Par un communiqué, M. Obama a annoncé, jeudi 14 mai, qu’il avait décidé de conserver les commissions militaires, mais sous une forme révisée. Dans les 120 jours, de nouvelles règles de procédure seront définies, par décret ou en modifiant la loi de 2006. Différence de taille : les confessions obtenues par « des méthodes d’interrogation cruelles, inhumaines et dégradantes » ne seront pas prises en compte. Mais les témoignages indirects, non confirmés à la barre par leurs auteurs, ne seront pas systématiquement exclus (la charge de prouver leur fiabilité reviendrait cependant à l’accusation).
M. Obama a constaté qu’un certain nombre de détenus - une vingtaine, semble-t-il - ne pourra pas comparaître devant la justice ordinaire, soit à cause des traitements infligés par la CIA, soit par crainte de divulguer des techniques de surveillance sophistiquées.

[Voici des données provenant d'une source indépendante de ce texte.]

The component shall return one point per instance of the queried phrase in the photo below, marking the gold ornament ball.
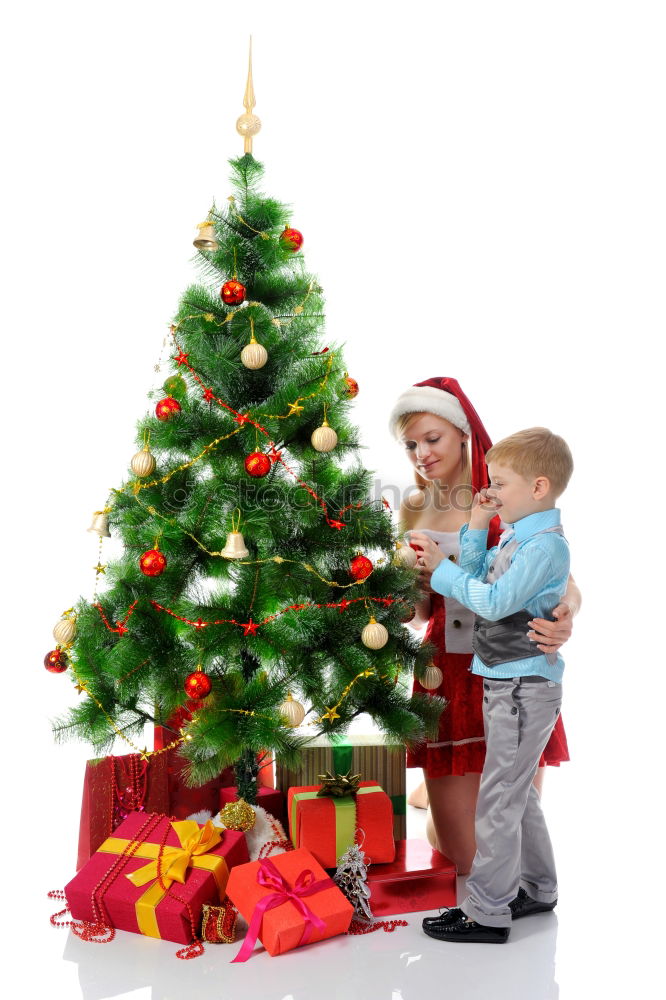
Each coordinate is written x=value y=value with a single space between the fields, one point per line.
x=324 y=438
x=64 y=631
x=432 y=678
x=254 y=355
x=143 y=463
x=405 y=556
x=292 y=712
x=374 y=635
x=248 y=125
x=238 y=816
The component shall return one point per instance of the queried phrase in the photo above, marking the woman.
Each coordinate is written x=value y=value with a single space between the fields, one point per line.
x=446 y=443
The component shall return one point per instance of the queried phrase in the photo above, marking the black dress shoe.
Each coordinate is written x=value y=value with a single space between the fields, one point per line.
x=464 y=929
x=447 y=916
x=524 y=906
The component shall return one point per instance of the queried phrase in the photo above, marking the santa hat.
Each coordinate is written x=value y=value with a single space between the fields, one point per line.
x=444 y=397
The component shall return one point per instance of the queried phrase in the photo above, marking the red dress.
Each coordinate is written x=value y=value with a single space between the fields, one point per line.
x=460 y=746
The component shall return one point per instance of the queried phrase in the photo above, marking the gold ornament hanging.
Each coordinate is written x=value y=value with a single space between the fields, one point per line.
x=432 y=678
x=143 y=463
x=100 y=524
x=324 y=438
x=238 y=816
x=292 y=712
x=374 y=635
x=206 y=238
x=404 y=556
x=64 y=631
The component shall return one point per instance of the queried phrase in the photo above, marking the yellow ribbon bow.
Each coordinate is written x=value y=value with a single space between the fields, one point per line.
x=173 y=864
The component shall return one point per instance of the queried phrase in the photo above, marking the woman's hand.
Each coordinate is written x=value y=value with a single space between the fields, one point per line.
x=430 y=555
x=549 y=636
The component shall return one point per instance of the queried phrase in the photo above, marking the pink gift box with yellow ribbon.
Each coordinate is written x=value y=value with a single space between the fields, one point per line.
x=153 y=876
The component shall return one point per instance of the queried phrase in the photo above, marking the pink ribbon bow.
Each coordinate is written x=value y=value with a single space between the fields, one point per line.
x=305 y=885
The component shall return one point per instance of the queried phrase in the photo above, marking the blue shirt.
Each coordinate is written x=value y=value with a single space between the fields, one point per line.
x=535 y=581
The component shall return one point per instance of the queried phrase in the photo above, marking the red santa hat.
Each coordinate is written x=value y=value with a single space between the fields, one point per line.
x=444 y=397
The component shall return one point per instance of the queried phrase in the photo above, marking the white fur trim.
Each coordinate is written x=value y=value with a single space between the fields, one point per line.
x=428 y=399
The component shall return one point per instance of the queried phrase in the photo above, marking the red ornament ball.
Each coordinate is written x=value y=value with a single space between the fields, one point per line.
x=152 y=562
x=360 y=568
x=293 y=238
x=257 y=464
x=56 y=661
x=167 y=408
x=198 y=685
x=351 y=386
x=232 y=293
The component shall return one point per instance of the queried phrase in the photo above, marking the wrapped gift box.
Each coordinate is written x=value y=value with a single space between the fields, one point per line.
x=156 y=906
x=269 y=799
x=420 y=878
x=280 y=923
x=110 y=789
x=327 y=826
x=370 y=756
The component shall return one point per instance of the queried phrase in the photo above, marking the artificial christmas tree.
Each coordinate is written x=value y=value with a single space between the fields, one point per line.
x=255 y=561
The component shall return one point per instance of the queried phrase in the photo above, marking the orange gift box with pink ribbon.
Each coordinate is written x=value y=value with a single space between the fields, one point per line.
x=153 y=876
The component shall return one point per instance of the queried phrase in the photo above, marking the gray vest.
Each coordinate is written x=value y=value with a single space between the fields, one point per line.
x=505 y=640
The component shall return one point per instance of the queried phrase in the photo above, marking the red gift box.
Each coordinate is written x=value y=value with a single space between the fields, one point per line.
x=113 y=787
x=175 y=867
x=420 y=878
x=268 y=798
x=288 y=900
x=327 y=826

Les commissions permettraient par ailleurs de tenir les procès des accusés des attentats du 11 septembre 2001, sur la base de Guantanamo (Cuba), à l’heure où les élus américains font tout pour éviter que des terroristes présumés soient transférés dans leur circonscription.
L’organisation de défense des droits de l’homme Human Rights Watch (HRW) a estimé que « relancer les tribunaux militaires vidait de son sens la fermeture de Guantanamo ». Sur les blogs des activistes de gauche, « les commissions militaires de Bush » sont devenues « les commissions d’Obama ».
C. Ls
* Article paru dans le Monde, édition du 17.05.09. LE MONDE | 16.05.09 | 15h10 • Mis à jour le 16.05.09 | 15h10.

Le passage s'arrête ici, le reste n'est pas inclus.